Gabe twisted his head and followed the line of color, doing his best to keep the snow from striking his face directly. Within the dark purple streak, light blue lines of supernatural energy were running in zigzags and exploding like fireworks.
“I think we’ve got him,” Percy crooned, his words trembling with excitement.
Gabe wished he could join the celebration, but Percy was safe in his warm warehouse, not out in the middle of a frozen river in a horrible storm about to find whatever had killed seven men in ten days.
His heartbeat rattled against his ribs and the wind cut into the clamminess of his palms.
When he reached the gap in the ice, he paused at the edge and knelt down to stare into the water. The surface had begun to freeze over, but beneath the thin layer of frost, ripples danced along the current, as though something had moved under the surface. Recently.
Gabe eased away from the gap. He rose to his feet and cautiously followed the trail of sparking blue lines along the
water’s edge. He stopped again when he found a hole in the thin layer of new ice. The hole was the same size as the one he’d spotted the day before, no wider than his own shoulders.
“Whatever it is, it’s out,” he said.
“And small,” said Percy. His voice sounded close, and Gabe imagined him leaning toward the screen to get a better view, bringing his mouth closer to the microphone. “That’s no leviathan.”
Across the gap on the opposite slab of ice, more blue zigzags danced across the ground between the snowflakes.
In the shape of footprints.
“No, it’s not,” Gabe replied, and the words felt thick and cumbersome on his tongue.
Without moving, he scanned his gaze over the ice. His eyes froze when a figure appeared beyond the swirling snow. It stood too far away from him to make it out clearly. Gabe’s blood rushed in his ears as the desire to learn what it was urged him to go closer to the gap. He closed his mind to the river’s existence and stepped over the water to the stretch of ice beyond.
The footsteps were small, a woman’s or a child’s. Gabe stood six foot two and had the strength of the Gorgons in his blood. He could handle a woman or a child.
So could the fire elemental.
The reminder made him hesitate, but he pushed onward. Sam had been unaware that something was stalking him from the middle of the storm and would have been weakened by the cold. Gabe could hardly feel the frosty fingers of the wind as they brushed under his collar and looped through his hair. He would be fine. As long as he stayed away from the water, he would be fine.

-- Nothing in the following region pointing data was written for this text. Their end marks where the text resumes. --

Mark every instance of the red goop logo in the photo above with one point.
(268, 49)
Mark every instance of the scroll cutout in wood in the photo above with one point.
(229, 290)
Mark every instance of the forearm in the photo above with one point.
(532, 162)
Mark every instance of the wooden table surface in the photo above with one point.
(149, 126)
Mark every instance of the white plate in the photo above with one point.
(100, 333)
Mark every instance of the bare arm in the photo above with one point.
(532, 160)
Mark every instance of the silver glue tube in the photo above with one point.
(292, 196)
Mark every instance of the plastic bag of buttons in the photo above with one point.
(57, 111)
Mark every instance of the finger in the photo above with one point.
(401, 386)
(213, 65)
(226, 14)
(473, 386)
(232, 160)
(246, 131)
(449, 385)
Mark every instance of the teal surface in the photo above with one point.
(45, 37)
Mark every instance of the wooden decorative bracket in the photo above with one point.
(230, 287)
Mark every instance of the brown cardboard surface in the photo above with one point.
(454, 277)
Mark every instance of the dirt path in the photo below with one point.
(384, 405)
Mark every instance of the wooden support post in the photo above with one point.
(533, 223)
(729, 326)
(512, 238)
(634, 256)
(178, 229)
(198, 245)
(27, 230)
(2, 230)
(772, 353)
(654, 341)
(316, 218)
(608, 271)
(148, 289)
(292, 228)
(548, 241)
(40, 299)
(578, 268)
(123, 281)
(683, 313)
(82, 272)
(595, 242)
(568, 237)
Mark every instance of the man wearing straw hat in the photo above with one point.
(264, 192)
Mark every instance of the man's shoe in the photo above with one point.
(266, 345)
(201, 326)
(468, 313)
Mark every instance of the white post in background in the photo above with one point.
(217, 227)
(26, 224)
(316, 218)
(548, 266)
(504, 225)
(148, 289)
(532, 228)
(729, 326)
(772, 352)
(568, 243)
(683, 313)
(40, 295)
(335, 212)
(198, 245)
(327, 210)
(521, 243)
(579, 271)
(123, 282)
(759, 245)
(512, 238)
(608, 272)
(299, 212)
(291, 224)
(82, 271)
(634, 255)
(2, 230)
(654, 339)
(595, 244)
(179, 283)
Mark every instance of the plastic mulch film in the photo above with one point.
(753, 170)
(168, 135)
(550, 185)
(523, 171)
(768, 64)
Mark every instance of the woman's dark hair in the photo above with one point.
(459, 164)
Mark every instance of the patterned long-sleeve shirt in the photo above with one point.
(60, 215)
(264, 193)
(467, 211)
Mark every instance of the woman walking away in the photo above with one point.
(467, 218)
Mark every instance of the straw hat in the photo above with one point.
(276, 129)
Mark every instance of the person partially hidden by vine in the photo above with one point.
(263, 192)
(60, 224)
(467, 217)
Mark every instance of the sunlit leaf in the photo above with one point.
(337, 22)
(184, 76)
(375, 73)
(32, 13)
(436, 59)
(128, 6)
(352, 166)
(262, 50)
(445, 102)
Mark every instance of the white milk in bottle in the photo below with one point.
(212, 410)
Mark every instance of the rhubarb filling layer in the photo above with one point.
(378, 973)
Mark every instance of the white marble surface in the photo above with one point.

The wind picked up and called to him, a sweet song that carried through the flurry of snow, urging him closer to the figure who remained just out of reach.
The closer he got, the deeper the purple of the temperature around the figure became, and the air around it grew more shadowed.
“It’s like it’s absorbing the heat,” said Percy. “See how the colors are swirling around the center before they disappear? What would do something like that?”
The blue zigzags cut through the purple, and Gabe took another step closer.